Life after the next financial crisis
Ian Fraser looks at the most resilient investment options and career paths, in the final instalment of his investigation into the next potential financial crisis.
In the event of another global crisis, there are unlikely to be many safe havens as so many assets and geographies are correlated nowadays. Another problem is how much more politically fragmented and fractious the international community is today than it was a decade ago.
A co-ordinated approach to international rescue and re-stimulus of the economy, along the lines of what the then UK Prime Minister Gordon Brown pulled off during the G20 London Summit in April 2009, has become improbable.
For Stephany Griffith-Jones, Financial Markets Director at the Initiative for Policy Dialogue at Columbia University, New York, investors’ best bet will be AAA-rated government bonds, with those issued by Germany and the Netherlands among her favoured ones.
Ann Pettifor, economist and author of The Coming First World Debt Crisis, sees economies with their own central banks, currencies and the soundest institutions as likely to be the most resilient, “especially countries with current account surpluses such as Japan, Germany and China.”
But she warned that countries with high levels of foreign liabilities, like the UK, will prove more vulnerable.
Central banks will return to quantitative easing as the fragility of the stock market becomes obvious
Steve Keen, Professor of Economics at Kingston University London, does not believe any asset class will prove safe in the event of a full-blown crisis, “as they all become correlated”, even though he does think gold could briefly rise in value.

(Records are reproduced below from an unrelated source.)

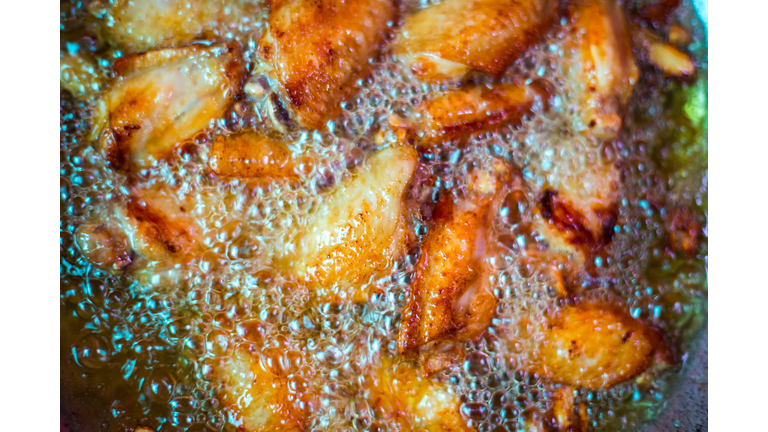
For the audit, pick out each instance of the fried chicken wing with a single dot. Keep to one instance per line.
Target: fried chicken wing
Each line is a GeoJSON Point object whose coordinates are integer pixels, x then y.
{"type": "Point", "coordinates": [251, 154]}
{"type": "Point", "coordinates": [143, 25]}
{"type": "Point", "coordinates": [604, 70]}
{"type": "Point", "coordinates": [450, 297]}
{"type": "Point", "coordinates": [80, 75]}
{"type": "Point", "coordinates": [161, 98]}
{"type": "Point", "coordinates": [447, 40]}
{"type": "Point", "coordinates": [358, 231]}
{"type": "Point", "coordinates": [161, 224]}
{"type": "Point", "coordinates": [576, 214]}
{"type": "Point", "coordinates": [670, 60]}
{"type": "Point", "coordinates": [474, 109]}
{"type": "Point", "coordinates": [104, 245]}
{"type": "Point", "coordinates": [257, 399]}
{"type": "Point", "coordinates": [153, 223]}
{"type": "Point", "coordinates": [597, 346]}
{"type": "Point", "coordinates": [399, 393]}
{"type": "Point", "coordinates": [313, 50]}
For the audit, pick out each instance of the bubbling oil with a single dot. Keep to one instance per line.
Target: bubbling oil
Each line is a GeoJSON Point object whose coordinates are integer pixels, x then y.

He sees the currencies of countries that avoided the fallout of the crisis in 2008 through continued private sector borrowing as among the most vulnerable.
“That means Canada and Australia, maybe South Korea and France (but of course it uses the euro, so no deal),” he explained.
Steve suggests one solution for private investors will be to sell out of equities ahead of the downturn, stay in cash for a period, then reinvest when central banks embark on a fresh batch of QE.
He said: “I think central banks will return to quantitative easing as the fragility of the stock market becomes obvious.
"So being in cash while they work this out, and being ready to buy back in when they restart it, makes sense.”
Russell Napier, Co-founder of online investment analysis portal ERIC, and a Non-executive Director of the Scottish Investment Trust, believes it is the economies with low debt-to-GDP ratios that will prove to be the most resilient, adding these are mainly found in Asia, excluding China.
This could include places like Indonesia, Malaysia, Singapore, South Korea, Taiwan, Thailand and Vietnam.
Russell said: “These countries don’t have high debt-to-GDP ratios, they have not made huge promises to their people in the form of pensions and healthcare, and won’t need to take extreme measures to bail out their financial sectors.”
He warns, however, that the risk facing such countries is that “they are in the front line of the new cold war that’s breaking out between China and America”.
What are the most resilient career paths?
Who is best placed to ride out such an economic storm?
Clearly, the most vulnerable areas are going to be financial services and professional services focused on financial engineering – many careers in these areas are already under threat from machine learning and artificial intelligence, but there would likely be mass layoffs in the event of another crisis on the scale of 2008.
Accountancy isn’t safe. Blockchain could make huge inroads into accountancy
Jobs and salaries are more likely to hold up in areas like engineering, medicine and science. “And as long as they focus on good accounting and not creative accounting and financial engineering, accountants should be alright,” says Stephany.
Russell is less optimistic about the future for accountants, crisis or no. He argued: “Accountancy isn’t safe. Blockchain could make huge inroads into accountancy.”
Ann, however, believes that one area where there is sure to be persistent demand for expertise is climate change related work. “There will be plenty of well-paid employment among climate scientists and people to manage floods, managing energy efficiency, new green technologies and all of those other environmental issues.
"That is where the jobs are going to be, and also in the financing of that process.”
If the crisis of 2008 had been better handled, a lot of things would have been different now. However, the remedies introduced at the time have already led to some grotesque consequences including surging global indebtedness and political shocks around the world.
Given the perfect storm of rising interest rates, quantitative tightening, a belligerent populist in the White House, a more fractured international community, and clear pressure points in emerging markets, another crisis seems inevitable. As the Rolling Stone journalist Matt Taibbi puts it: “Debt was the crack cocaine of the early 21st century. And we bailed out the dealers.”